1 image recording device, 2 roll paper,
10 Feeding unit, 18 winding shaft, 19 relay roller,
20 transport unit, 20a positioning unit,
21 relay roller, 22 relay roller,
23 1st conveyance roller, 24 2nd conveyance roller,
25 reversing roller, 26 relay roller, 27 delivery roller,
29 platens, 30 head units, 31 heads,
34 valve unit, 35 flushing unit,
40 carriage unit, 41 guide rail, 42 carriage,
50 detector groups, 60 controllers, 70 heater units,
80 blower unit, 81 fan, 90 take-up unit,
91 relay roller, 92 winding drive shaft,
110 host computers, 200 bases,
201 first roller, 201a central axis,
202 second roller, 202a central axis,
203 base member, 203a rotating shaft,
204 eccentric cam, 204a central axis,
205 motor, 205a drive shaft, 205b coupling,
205c transmission shaft, 205d bearing,
206 Worm, 207 Worm wheel,
207a central axis, 208 cam follower,
209 Coil spring, 209a L-shaped bracket,
209b L-shaped bracket, 210 movable support,
210a L-shaped bracket, 210b wheel,
211 restricting member, 212 limit sensor

Claims (6)

A roll paper is conveyed along the conveyance direction, and a first roller and a second roller arranged along the conveyance direction;
A base member that rotatably supports the first roller and the second roller around each central axis;
A rotation shaft that is positioned closer to the first roller than the second roller, along the normal direction of the virtual plane including the respective central axes, and rotatably supporting the base member;
An eccentric cam that rotates the base member about the rotation axis by performing a rotation operation around an axis parallel to the rotation axis, and the first cam is moved in the transport direction during the rotation operation.
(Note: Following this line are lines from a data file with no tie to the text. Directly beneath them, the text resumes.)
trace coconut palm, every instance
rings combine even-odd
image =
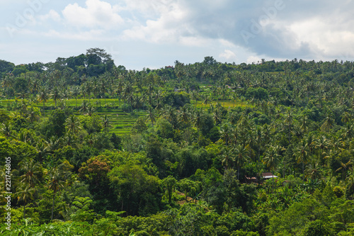
[[[59,167],[53,167],[48,172],[48,189],[53,191],[53,203],[52,205],[52,216],[50,220],[53,220],[54,206],[55,203],[55,195],[62,187],[63,187],[64,173]]]
[[[154,126],[154,123],[156,120],[156,114],[155,111],[152,106],[149,106],[149,109],[147,111],[147,117],[149,118],[152,122],[152,126]]]
[[[246,162],[249,159],[249,157],[248,155],[247,149],[241,145],[235,147],[234,154],[235,154],[235,162],[237,164],[237,179],[239,179],[240,168],[244,166]]]
[[[342,162],[341,162],[341,167],[339,167],[338,169],[337,169],[336,170],[336,172],[341,170],[342,171],[342,179],[344,180],[344,179],[346,179],[346,173],[347,173],[348,170],[351,169],[352,165],[353,165],[353,162],[351,160],[350,160],[347,163],[343,163]]]
[[[103,120],[103,130],[108,132],[109,131],[109,128],[112,127],[112,125],[110,124],[110,120],[107,114],[105,114]]]
[[[57,107],[57,101],[60,99],[61,98],[61,94],[57,87],[54,87],[53,93],[52,94],[52,98],[53,99],[55,103],[55,107]]]
[[[273,191],[274,191],[274,171],[279,162],[279,157],[280,155],[278,154],[276,148],[274,147],[269,147],[267,152],[264,153],[264,157],[263,162],[266,165],[268,168],[272,172],[273,174]]]
[[[307,142],[305,140],[303,140],[300,145],[295,150],[295,152],[294,153],[294,156],[295,157],[297,163],[302,164],[302,180],[304,178],[304,164],[307,163],[309,160],[309,147],[307,145]]]
[[[79,120],[79,118],[74,115],[70,116],[65,120],[64,125],[67,132],[71,133],[72,135],[77,133],[81,129],[80,120]]]
[[[221,156],[222,164],[225,167],[225,171],[228,169],[230,166],[233,166],[234,154],[232,150],[227,147],[224,147],[222,154]]]
[[[21,184],[16,188],[16,196],[18,201],[23,201],[23,219],[25,216],[25,206],[28,201],[33,199],[35,189],[25,184]]]
[[[225,145],[227,147],[229,145],[229,141],[231,139],[232,128],[229,127],[227,124],[224,124],[222,128],[220,128],[220,140],[222,140],[225,142]]]
[[[79,96],[79,94],[80,94],[80,89],[79,89],[79,87],[77,86],[74,86],[72,88],[72,94],[75,98],[75,101],[76,102],[76,105],[75,105],[75,108],[76,108],[77,107],[77,97]]]

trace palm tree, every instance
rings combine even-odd
[[[233,165],[234,158],[232,157],[233,153],[232,150],[224,147],[222,151],[222,154],[221,156],[222,164],[225,167],[225,171],[229,169],[229,167]]]
[[[48,189],[53,191],[53,203],[52,206],[52,216],[50,220],[53,220],[54,206],[55,203],[55,194],[60,188],[63,187],[64,171],[60,167],[56,167],[48,172]]]
[[[93,106],[88,106],[88,107],[87,108],[87,115],[88,116],[91,116],[93,113],[95,112],[96,109]]]
[[[220,128],[219,133],[220,140],[224,140],[224,142],[225,142],[225,145],[227,147],[229,141],[230,140],[232,129],[227,124],[224,124],[224,125]]]
[[[336,172],[338,171],[341,170],[342,171],[342,179],[344,180],[346,179],[346,173],[348,169],[350,169],[351,166],[353,165],[353,162],[351,160],[349,160],[347,163],[344,164],[342,162],[341,162],[341,167],[339,167],[336,170]]]
[[[289,143],[290,143],[290,127],[292,125],[292,121],[293,121],[292,117],[293,117],[292,112],[291,111],[291,110],[288,110],[285,122],[287,123],[287,132],[288,132],[287,134],[288,134]]]
[[[81,108],[80,108],[79,111],[82,112],[83,114],[84,114],[87,111],[87,101],[86,100],[84,100],[81,103]]]
[[[329,116],[325,119],[324,123],[321,126],[321,130],[329,131],[334,124],[334,120]]]
[[[350,121],[352,118],[352,116],[350,116],[350,114],[349,114],[348,112],[345,112],[343,113],[342,115],[342,122],[344,123],[349,123],[349,121]]]
[[[319,150],[319,157],[320,161],[322,164],[324,164],[324,156],[326,154],[325,150],[329,148],[331,144],[330,140],[327,140],[325,136],[321,136],[320,138],[314,141],[314,147]]]
[[[39,100],[43,103],[43,115],[45,112],[45,102],[49,99],[49,93],[45,87],[41,88],[39,94]]]
[[[294,156],[295,157],[297,163],[302,164],[302,180],[304,178],[304,166],[307,163],[309,159],[309,153],[308,153],[309,147],[307,145],[307,142],[305,140],[303,140],[301,144],[297,147],[295,152],[294,153]]]
[[[77,86],[75,86],[72,88],[72,96],[74,96],[76,101],[75,108],[77,108],[77,97],[79,96],[79,94],[80,94],[80,90]]]
[[[177,119],[178,122],[188,124],[190,122],[190,117],[189,111],[185,106],[183,106],[177,113]]]
[[[274,170],[278,165],[279,162],[279,157],[280,156],[278,154],[276,149],[274,147],[269,147],[267,152],[264,154],[263,164],[269,168],[272,172],[273,174],[273,191],[274,191]]]
[[[29,200],[33,199],[33,194],[35,193],[35,189],[26,184],[21,184],[16,188],[16,193],[18,201],[23,201],[23,219],[25,216],[25,205]]]
[[[199,98],[199,95],[198,94],[198,91],[196,90],[193,90],[192,91],[192,94],[190,94],[190,99],[192,100],[195,100],[195,106],[198,104],[198,99]]]
[[[246,161],[249,159],[249,157],[247,155],[247,149],[240,145],[235,147],[234,153],[235,154],[235,160],[237,164],[237,179],[239,179],[240,168],[244,166]]]
[[[199,131],[199,129],[202,127],[202,112],[199,109],[193,113],[193,118],[192,122],[195,127],[197,128],[197,130]]]
[[[108,132],[110,127],[112,127],[112,125],[110,125],[110,120],[107,114],[105,114],[103,116],[103,130]]]
[[[13,137],[13,131],[12,130],[12,125],[9,122],[6,122],[5,123],[1,124],[2,126],[0,129],[0,131],[5,135],[6,137]]]
[[[20,176],[21,183],[25,184],[31,188],[34,188],[35,184],[38,183],[38,175],[40,174],[41,165],[33,159],[26,159],[21,161],[18,166],[23,174]]]
[[[152,125],[154,126],[154,123],[155,123],[155,118],[156,118],[156,114],[155,114],[155,111],[152,106],[149,106],[149,109],[147,111],[147,117],[148,117],[150,120],[152,121]]]
[[[72,135],[74,133],[77,133],[81,128],[80,120],[79,120],[77,117],[72,115],[65,120],[65,127],[67,128],[67,132]]]
[[[319,164],[314,160],[306,168],[306,177],[309,177],[312,180],[319,179],[321,177]]]
[[[60,99],[60,92],[57,87],[54,87],[53,89],[53,94],[52,95],[54,101],[55,102],[55,107],[57,107],[57,100]]]

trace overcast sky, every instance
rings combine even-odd
[[[354,0],[0,0],[0,60],[105,49],[129,69],[202,62],[354,60]]]

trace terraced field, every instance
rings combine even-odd
[[[112,125],[110,132],[113,132],[119,135],[130,133],[131,132],[132,127],[136,122],[137,119],[140,116],[145,117],[147,115],[147,113],[144,111],[137,111],[135,110],[132,113],[123,111],[119,108],[122,103],[119,102],[118,99],[105,99],[105,104],[104,99],[91,99],[89,101],[82,99],[77,99],[77,101],[76,99],[69,99],[65,101],[64,103],[66,106],[74,108],[76,116],[82,116],[83,115],[80,113],[79,109],[84,100],[86,101],[88,106],[91,104],[95,108],[96,111],[94,113],[98,114],[102,118],[104,115],[106,114],[110,121],[110,124]],[[8,103],[13,104],[15,100],[13,99],[11,99],[9,101],[1,100],[0,106],[6,107]],[[18,100],[17,102],[21,103],[21,100]],[[193,101],[192,103],[197,107],[202,107],[201,101],[198,101],[197,103]],[[217,103],[220,103],[222,106],[227,108],[232,108],[234,107],[233,101],[213,101],[212,102],[214,105],[216,105]],[[59,107],[60,103],[61,102],[57,101],[57,106]],[[240,101],[235,101],[234,103],[234,106],[241,106],[241,105],[242,106],[246,106],[246,103],[244,101],[241,103]],[[45,103],[45,116],[47,117],[49,116],[52,111],[55,109],[55,103],[52,99],[50,99]],[[207,104],[207,106],[205,106],[205,104],[203,104],[203,108],[209,107],[209,104]],[[35,103],[34,106],[40,108],[42,111],[42,103]]]

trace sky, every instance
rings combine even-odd
[[[202,62],[354,60],[354,0],[0,0],[0,60],[99,47],[127,69]]]

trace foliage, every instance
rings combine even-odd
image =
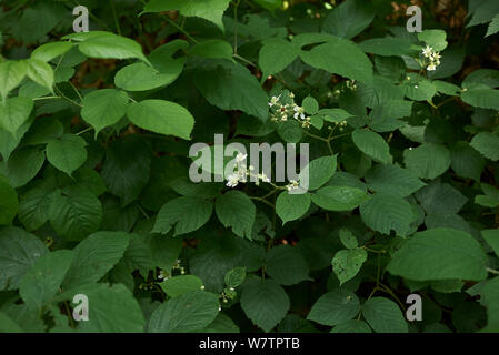
[[[499,6],[420,2],[0,2],[0,331],[499,332]]]

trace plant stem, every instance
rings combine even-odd
[[[110,0],[110,3],[111,3],[112,17],[114,18],[116,30],[117,30],[118,34],[121,36],[120,22],[118,21],[118,17],[116,14],[114,0]]]
[[[87,133],[87,132],[89,132],[89,131],[91,131],[91,130],[93,130],[93,128],[88,126],[88,128],[86,128],[83,131],[78,132],[76,135],[81,135],[81,134]]]
[[[199,43],[199,41],[197,39],[194,39],[192,36],[189,34],[188,31],[186,31],[184,29],[182,29],[180,26],[177,24],[177,22],[174,22],[172,19],[170,19],[168,16],[161,14],[161,17],[167,20],[171,26],[173,26],[177,30],[179,30],[180,32],[182,32],[188,39],[190,39],[192,42],[194,43]]]
[[[493,268],[490,268],[490,267],[486,267],[486,270],[487,270],[489,273],[491,273],[491,274],[499,275],[499,271],[497,271],[497,270],[493,270]]]
[[[238,53],[233,53],[232,57],[242,60],[244,63],[250,64],[251,67],[258,68],[257,64],[255,64],[252,61],[239,55]]]
[[[271,206],[272,209],[276,209],[276,206],[273,204],[271,204],[269,201],[263,200],[262,197],[257,197],[257,196],[250,196],[251,200],[256,200],[256,201],[260,201],[263,202],[265,204]]]

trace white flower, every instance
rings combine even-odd
[[[426,58],[430,58],[432,53],[433,49],[429,45],[427,45],[427,48],[422,50],[422,55],[425,55]]]
[[[296,181],[296,180],[290,180],[290,181],[289,181],[289,184],[286,185],[286,189],[287,189],[288,191],[293,191],[293,190],[297,190],[297,189],[298,189],[298,185],[299,185],[298,181]]]
[[[239,183],[239,174],[230,174],[227,176],[227,186],[236,187]]]
[[[248,154],[238,153],[238,155],[236,155],[236,161],[238,163],[242,163],[247,158],[248,158]]]
[[[263,182],[270,182],[269,176],[267,176],[265,173],[259,174],[258,179],[261,179],[261,181]]]
[[[273,106],[275,104],[277,104],[277,103],[279,102],[280,99],[281,99],[281,95],[279,95],[279,97],[272,97],[272,99],[270,99],[269,106],[271,108],[271,106]]]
An eccentric cam that is positioned on the opposite side of the first roller across two rollers, and at least a portion of the eccentric cam faces the second roller in the normal direction;
A drive unit for driving the eccentric cam;
A worm wheel that rotates coaxially and integrally with the eccentric cam, and is positioned on the opposite side of the first roller with the second roller in the conveying direction during the rotating operation. And at least a part of the worm wheel is opposed to the second roller in the normal direction;
A worm that meshes with the worm wheel and transmits a driving force by the driving unit to the worm wheel;
A roll paper conveying device comprising: The roll paper transport device according to claim 1 ,
The base member includes a cam follower that rotates the base member around the rotation axis by engaging with the eccentric cam that performs the rotation operation.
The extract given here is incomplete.